Elles, je leur demande qui est leur seul et tendre maître. Mais je n’attends pas la réponse. Je me noie avec délices dans les questions qui perlent tout à coup au coin de leurs yeux chassieux, je laisse mon âme divaguer sur la houle de leur souffrance, aux creux des circonvolutions de leur cerveau malade. Pendant ce temps, lorsque l’inspiration me prend, je commande à mon corps, à mon corps qui m’écoute, d’appliquer mes mains propres sur leur gorge, fortes et paternelles, et mon corps m’obéit. Je contemple du dedans leurs alarmes pathétiques, muettes déjà sous mes doigts implacables et déjà étouffées par le crack au dedans de leur âme. Je suis en elle, je suis sur elles, je les manie et les éteins comme l’outil qu’on aime, et qui a bien servi, comme un outil humain. Je les souffle telles une bougie, par ces mots : « crains et révère ».

Je n’ai jamais pu les haïr. Leurs pauvres corps souffrants, leurs corps pleins de questions et de suppliques. Leurs yeux creux, leurs cernes plus profonds que les bleus de leurs épaules, leurs pommettes et leurs genoux frères de souffrance. Leurs dents jaunes et mal agencées d’où sort, jusqu’au dernier, un souffle irrégulier, puant, trop puant, trop pour laisser une voix forte s’exprimer. Même leur cou, le pauvre faisceau de tendons et cartilages qui les fait vivre, leur cou m’inspire la pitié.
Je les méprise ; mais j’ai pour elle l’immense compassion de la bête de proie. Ces chiennes, ces dobermans humains, faméliques, sales de la bave du manque et de celle des amants d’un quart d’heure, je les aime profondément.
Mes cobayes, mes otages, mes chiennes.

Et je leur demande qui est leur seul et tendre Maître…

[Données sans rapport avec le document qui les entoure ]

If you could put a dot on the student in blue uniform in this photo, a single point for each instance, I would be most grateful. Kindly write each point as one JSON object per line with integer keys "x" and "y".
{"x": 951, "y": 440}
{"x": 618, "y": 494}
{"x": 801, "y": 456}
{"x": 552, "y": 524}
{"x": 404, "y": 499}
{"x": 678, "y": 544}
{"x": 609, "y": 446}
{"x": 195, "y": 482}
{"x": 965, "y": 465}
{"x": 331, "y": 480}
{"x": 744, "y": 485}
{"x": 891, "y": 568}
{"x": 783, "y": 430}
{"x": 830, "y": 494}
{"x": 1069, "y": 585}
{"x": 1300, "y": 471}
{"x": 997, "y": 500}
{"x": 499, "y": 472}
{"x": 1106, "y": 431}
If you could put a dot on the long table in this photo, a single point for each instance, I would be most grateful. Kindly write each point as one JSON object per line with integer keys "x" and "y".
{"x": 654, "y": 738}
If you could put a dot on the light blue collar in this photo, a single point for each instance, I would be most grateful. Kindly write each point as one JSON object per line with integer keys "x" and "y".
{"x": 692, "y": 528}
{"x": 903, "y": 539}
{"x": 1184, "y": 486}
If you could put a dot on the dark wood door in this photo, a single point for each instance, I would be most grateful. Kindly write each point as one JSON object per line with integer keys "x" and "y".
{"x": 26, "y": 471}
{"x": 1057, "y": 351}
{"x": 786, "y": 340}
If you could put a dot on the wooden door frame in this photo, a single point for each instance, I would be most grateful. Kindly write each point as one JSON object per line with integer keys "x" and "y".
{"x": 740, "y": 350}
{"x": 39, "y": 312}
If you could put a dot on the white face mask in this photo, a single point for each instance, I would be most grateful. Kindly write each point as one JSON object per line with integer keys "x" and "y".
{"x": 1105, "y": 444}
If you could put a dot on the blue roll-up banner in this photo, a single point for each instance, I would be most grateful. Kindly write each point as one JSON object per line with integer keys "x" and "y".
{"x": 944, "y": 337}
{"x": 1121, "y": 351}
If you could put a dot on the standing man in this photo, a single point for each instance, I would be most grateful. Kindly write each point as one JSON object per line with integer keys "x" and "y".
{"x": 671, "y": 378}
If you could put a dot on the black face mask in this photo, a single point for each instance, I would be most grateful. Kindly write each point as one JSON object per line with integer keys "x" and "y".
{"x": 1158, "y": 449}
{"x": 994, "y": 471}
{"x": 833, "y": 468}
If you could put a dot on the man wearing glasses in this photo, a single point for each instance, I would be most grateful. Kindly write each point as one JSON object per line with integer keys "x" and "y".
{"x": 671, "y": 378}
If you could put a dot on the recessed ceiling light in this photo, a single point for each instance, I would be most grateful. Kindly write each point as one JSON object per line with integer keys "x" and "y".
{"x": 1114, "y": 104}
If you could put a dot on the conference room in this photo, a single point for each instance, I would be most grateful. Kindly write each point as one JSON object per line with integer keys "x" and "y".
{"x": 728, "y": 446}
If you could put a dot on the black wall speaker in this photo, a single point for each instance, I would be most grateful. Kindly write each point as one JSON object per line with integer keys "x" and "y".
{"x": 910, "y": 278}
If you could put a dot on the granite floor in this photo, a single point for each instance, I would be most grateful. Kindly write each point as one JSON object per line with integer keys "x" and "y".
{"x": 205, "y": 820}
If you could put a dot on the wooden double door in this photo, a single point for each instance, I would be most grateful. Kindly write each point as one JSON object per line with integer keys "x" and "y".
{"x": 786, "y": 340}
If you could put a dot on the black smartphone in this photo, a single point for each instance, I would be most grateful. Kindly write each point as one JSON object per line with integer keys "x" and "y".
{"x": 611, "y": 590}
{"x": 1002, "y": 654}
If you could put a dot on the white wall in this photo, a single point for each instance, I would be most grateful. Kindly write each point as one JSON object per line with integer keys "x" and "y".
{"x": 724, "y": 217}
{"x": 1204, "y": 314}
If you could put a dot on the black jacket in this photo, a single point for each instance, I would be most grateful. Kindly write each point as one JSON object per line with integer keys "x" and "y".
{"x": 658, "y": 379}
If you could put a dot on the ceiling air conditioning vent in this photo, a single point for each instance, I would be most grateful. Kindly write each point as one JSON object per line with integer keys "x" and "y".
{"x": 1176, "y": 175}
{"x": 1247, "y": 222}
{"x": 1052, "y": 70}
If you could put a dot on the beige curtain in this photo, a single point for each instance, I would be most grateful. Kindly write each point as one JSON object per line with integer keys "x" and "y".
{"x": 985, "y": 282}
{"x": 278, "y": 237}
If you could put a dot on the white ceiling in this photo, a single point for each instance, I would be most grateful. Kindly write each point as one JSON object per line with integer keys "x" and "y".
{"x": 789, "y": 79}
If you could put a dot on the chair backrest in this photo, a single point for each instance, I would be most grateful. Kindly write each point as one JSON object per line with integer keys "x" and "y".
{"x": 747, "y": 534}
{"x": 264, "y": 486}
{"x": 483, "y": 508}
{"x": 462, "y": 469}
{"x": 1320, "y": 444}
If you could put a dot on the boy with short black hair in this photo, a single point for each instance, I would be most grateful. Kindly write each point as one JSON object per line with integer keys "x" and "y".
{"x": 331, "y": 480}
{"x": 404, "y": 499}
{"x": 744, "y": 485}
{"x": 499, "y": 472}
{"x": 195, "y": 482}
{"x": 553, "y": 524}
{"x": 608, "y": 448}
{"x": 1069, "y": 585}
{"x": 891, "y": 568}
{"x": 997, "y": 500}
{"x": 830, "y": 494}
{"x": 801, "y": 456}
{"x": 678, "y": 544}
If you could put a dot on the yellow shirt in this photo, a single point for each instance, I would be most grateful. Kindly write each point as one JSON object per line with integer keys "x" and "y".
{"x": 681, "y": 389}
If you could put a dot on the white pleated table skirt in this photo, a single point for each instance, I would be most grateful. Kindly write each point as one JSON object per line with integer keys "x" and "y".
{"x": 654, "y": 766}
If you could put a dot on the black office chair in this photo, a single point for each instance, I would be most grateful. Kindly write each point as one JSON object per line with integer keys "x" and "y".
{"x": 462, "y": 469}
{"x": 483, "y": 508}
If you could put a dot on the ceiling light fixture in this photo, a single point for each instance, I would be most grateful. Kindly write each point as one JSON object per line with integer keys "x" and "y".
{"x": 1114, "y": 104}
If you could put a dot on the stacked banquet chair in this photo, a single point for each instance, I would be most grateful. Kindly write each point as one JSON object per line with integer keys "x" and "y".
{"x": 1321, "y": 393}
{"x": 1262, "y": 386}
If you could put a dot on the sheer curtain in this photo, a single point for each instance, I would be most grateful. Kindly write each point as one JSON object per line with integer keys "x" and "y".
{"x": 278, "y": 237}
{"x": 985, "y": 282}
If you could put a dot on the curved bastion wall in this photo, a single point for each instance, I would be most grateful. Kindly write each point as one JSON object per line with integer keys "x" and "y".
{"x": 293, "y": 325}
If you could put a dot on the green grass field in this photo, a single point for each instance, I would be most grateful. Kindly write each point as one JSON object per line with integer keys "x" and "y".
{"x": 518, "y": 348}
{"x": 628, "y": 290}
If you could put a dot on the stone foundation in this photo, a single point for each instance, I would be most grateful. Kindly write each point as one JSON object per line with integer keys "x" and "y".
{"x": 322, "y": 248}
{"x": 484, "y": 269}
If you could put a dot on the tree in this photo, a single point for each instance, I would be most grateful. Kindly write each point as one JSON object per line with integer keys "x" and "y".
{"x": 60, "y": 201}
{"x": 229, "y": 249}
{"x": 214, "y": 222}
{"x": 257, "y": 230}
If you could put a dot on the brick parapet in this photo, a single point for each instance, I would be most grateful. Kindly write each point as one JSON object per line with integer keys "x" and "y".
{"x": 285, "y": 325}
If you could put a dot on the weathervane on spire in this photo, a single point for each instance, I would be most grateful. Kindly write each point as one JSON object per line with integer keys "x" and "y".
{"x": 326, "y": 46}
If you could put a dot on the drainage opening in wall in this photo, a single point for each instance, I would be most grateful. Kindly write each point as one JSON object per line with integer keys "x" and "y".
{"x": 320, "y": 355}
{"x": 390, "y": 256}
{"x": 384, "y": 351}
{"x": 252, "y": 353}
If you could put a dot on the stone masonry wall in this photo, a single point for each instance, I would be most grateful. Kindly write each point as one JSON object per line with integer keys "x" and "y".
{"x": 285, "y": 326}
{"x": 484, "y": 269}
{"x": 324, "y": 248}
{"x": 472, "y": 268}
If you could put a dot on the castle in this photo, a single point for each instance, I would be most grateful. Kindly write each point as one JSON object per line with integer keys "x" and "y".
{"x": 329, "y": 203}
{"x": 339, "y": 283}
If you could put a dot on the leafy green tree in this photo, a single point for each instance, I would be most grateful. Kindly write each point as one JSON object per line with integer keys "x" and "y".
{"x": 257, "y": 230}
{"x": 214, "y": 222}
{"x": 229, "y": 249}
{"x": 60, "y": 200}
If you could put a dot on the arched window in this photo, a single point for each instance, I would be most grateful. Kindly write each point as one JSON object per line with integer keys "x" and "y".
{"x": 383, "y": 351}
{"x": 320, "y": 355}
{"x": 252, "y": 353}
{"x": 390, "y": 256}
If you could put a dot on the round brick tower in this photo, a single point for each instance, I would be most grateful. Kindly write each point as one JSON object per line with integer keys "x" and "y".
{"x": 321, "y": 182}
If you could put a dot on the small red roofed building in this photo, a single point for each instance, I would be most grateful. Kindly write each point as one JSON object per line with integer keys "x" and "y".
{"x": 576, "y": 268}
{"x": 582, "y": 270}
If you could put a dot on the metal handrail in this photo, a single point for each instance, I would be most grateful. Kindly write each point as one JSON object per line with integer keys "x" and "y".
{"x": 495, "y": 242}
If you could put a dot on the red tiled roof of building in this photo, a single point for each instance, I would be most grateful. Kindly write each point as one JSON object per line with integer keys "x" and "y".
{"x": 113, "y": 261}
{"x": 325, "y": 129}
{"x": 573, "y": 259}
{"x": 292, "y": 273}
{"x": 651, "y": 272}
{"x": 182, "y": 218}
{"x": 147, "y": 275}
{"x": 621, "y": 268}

C’est à cela que je songe ce soir, ainsi que chaque soir, en parcourant mon territoire, dans les rues désertées par la lune, perclues de bourdonnements nasillards de néons usés et des feulements du vent tiède dans les enseignes mortes et les volets chancelants. C’est à elles que je pense. Mes femmes, mes chiennes, mes proies, mes putes shootées au crack.
Mais ce soir est un soir d’abandon. Trois cierges brûlés à la Souffrance, dans les ruelles du quartier chinois, trois gorges écrasées, trois fois ma voix profonde et noble, stable et sans faille ; en vain. Et je poursuis ma quête.
Car elles sont mortes closes. Je n’ai pas pu les posséder. Morte en tremblant, la première, tétanisée par la peur. Ses yeux ressemblaient plus à des vitres ouvrant sur une tornade. Tout volait et se lançait d’un côté à l’autre de ses yeux, des éclats de terreur métallique, des balles denses de noirs espoirs, des lambeaux de tentures délavées, peintes des fresques absurdes de son amour de la vie. Je n’ai pas pu entrer en elle. Morte en luttant, la seconde, ses mains écartelées par une roue invisible, frappant sur ma poitrine comme un tambour de deuil, heurtant le mur où je la plaquais à grands coups de son dos, comme si elle avait voulu fuir vers derrière elle, fuir au travers du béton. Jamais outil n’avait été plus rétif. La troisième était loin, déjà, lorsque je l’ai soufflée. Elle avait fui dans sa pipe de verre, j’aurais vu davantage de son âme au fond de la bulle enfumée que dans les globes vitreux de ses yeux.
Elles sont mortes en m’échappant. Moi qui suis l’homme à la voix qu’on écoute, à la main que l’on suit du regard, celui qui domine et son corps et ceux des autres, elles m’ont échappé, les chiennes. Et ma gorge qui me brûle d’avoir éructé mon dépit au froid des ruelles humides, d’avoir jeté toute ma voix à leur visage. En vain. Ma voix altérée d’avoir voulu sans avoir pu, ma voix blessée.
Alors j’ai bu.

Et voici que mon corps se disloque et rejette mon vouloir comme un esclave rebelle. Ma voix qui fourche et tremble lorsque je parle aux murs et aux grilles des égouts. Voici que j’ai trop bu. Une ruelle s’ouvre au hasard de mes pas. J’ai l’intuition subtile qu’elle est un raccourci. J’ai oublié vers où. J’y pénètre et l’obscurité me prend sous son aile, peuplée de vents et de colères de boîtes de conserve et de volets. Tout se mêle et me pousse ici et là, m’écrasant au bas des caniveaux, faisant des caniveaux des falaises frappées par la tempête, de mon corps un esquif et du monde une vague multiple et imprévisible. Je perds pied, je m’écroule, quelque part, geignant, au sol. Puis je m’enfonce dans l’inconscience.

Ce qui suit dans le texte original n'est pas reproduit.